Dark and Deepest Red(54)



Tante ordered Lala to bring whatever blankets they could find, to stay with him when the delirium came, to talk him through the open-eyed nightmares of the sweat.

“If he dies,” Tante said, her eyes hard and not looking at Lala as they boiled water, “it is on your head.”

Lala had turned, startled.

“I told you both to leave me,” Tante said.

“You are my family,” Lala said. “My blood.”

“And I am all the mother you have,” Tante said. “So you should have done as I ordered.”

“And I suppose you want me to leave him now?” Lala whispered.

“If you’re to be sick now, it’s done. It was done the moment you both disobeyed me and remained here.”

Lala went out of the house. She wrapped her arms around the crab apple tree and sobbed into its bark. She wished the woman in the black and yellow skirts were there in a way so desperate it became an ache in her body.

Now Lala hates this memory, tries to drive it away.

But it stays, fluttering around her like a moth. It brings her to the night she dried sweat from Alifair’s body, soaking through all the sheets and rags they had. In his sleep, he laughed in a way that unnerved her in how much it sounded like crying. He drank water desperately, only to sweat it out within hours. In the dark, he shivered hard enough to tremble the straw mattress.

Lala held on to him, her eyes shut tight, her mouth against his head as she whispered into his hair.

I forbid you to die. I forbid it. I do not give you permission. You have my heart and you cannot take it with you.

After hours on her knees before God, and hours crying out to Sara la Kali, this had been all the prayer she had left in her.
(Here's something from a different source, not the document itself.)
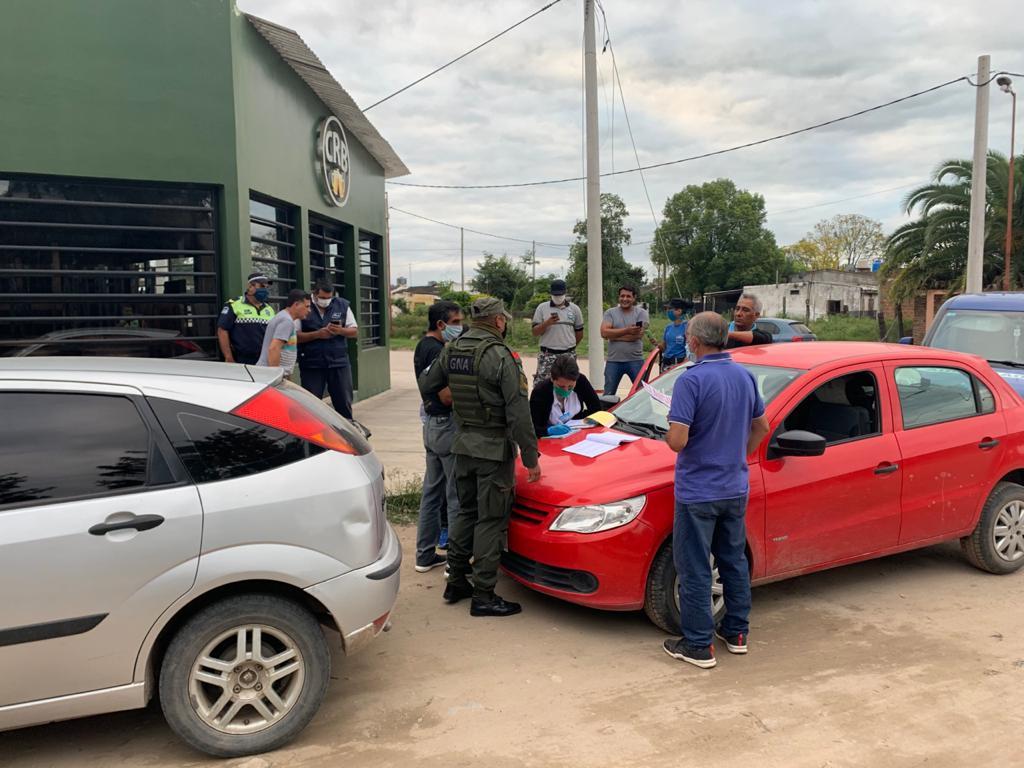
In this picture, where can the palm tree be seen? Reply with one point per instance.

The break of his fever the next morning, the deepening of his breathing, the way she was able to get salt-and-lemon-softened fiddleheads into him, seemed, at the time, as much of a miracle as Lala would ever hope for.

But now, watching him on the wooden stage that was built for the disaster of the great dance, that miracle has dimmed like an ember. She understands, now, that for a girl like herself to love a boy like Alifair would take as many miracles as there are fish in the sea and stars in the heavens.

In the unending moments of waiting for proud men to declare Alifair’s fate, she grows dizzy. Her mind weaves and lands on an old story about an earl and a pope. She does not know if it is true, but the way the story goes is that the pope offered the earl a kingdom so remote that even the earl’s finest horses and best knights could not bring him to it. The earl told the pope that the offer was the same as if he had said, “I give or sell you the moon. Now climb up and take it.”

The boy who now stands, silently accepting his sentence, is as distant to her as the moon. Her kiss would never have made them both a world in which he could be hers. The heat between their fingertips, like ten small, identical stars, could not craft a Strasbourg in which they would both be allowed to live.

When they pronounce the method by which he will die, Lala pitches herself forward.

“Stop,” Tante says, touching her shoulder.

But Lala pushes at the crowd in front of her.

Two sets of soft hands catch her arms.

Not soft because they are smooth; in truth, they are calloused and work hardened.

Soft, because of the lightness of their grip.

“You cannot help him now,” Henne says, tears weakening her voice.

Geruscha has her other arm, and they pull her back.

But Lala will not take her eyes from the boy with the bound wrists and the downcast eyes.

All the canon priests’ talk of mercy, all their posturing that they would show lenience if he made a full confession, it has all been a lie.

Lala cannot climb the steps to the wooden stage and take him. Her desperation cannot bring him closer any more than the sea can pull the moon down to her waters.





Emil


He shocked awake, sitting up in the dark room with sweat soaking the back of his shirt.

The dreams he’d startled out of stayed, a weight on his body. The sound of heels striking the ground. The smell of dust on hillsides, and horses within the city walls, and bloodstained stones.

A blur of the same black hair he and his grandfather had, the mix of curly and straight he always found in old photographs.

Then there was the pierce of a girl’s scream, a woman’s scream, a sound that unfolded like light separating into its colors. The fear, the protest, the taking of blame that should never have been hers. The rush of voices telling her she must take it, that all this fury belonged to her.

He still didn’t get a good look at her face; the memory, passed down through blood, must have been too watered down. But he saw that hair, and the brown of her skin, a brown that might have gotten her mistaken for the daughter of a Turkish father and French mother. A brown that could be blamed on sun or lied away as Italian or even southern German, Black Forest.

The echo of that scream followed him. It was a ringing in his ears, a weight in his forehead, a stirring against the back of his neck.

He shook his head to clear it. The sound stayed with him. He closed his eyes, dug his nails into his palms, paced the floor. Nothing.

It was still with him early in the morning when he went out to the shed.

It was in all of them, truth and history written into their blood. And this was the piece that had come alive in Emil, setting fire to his dreams. Maybe it was because that was where it had started, hundreds of years of being forced out of one place, then the next, then the next, until it seemed like there was no air on earth someone would not object to them breathing.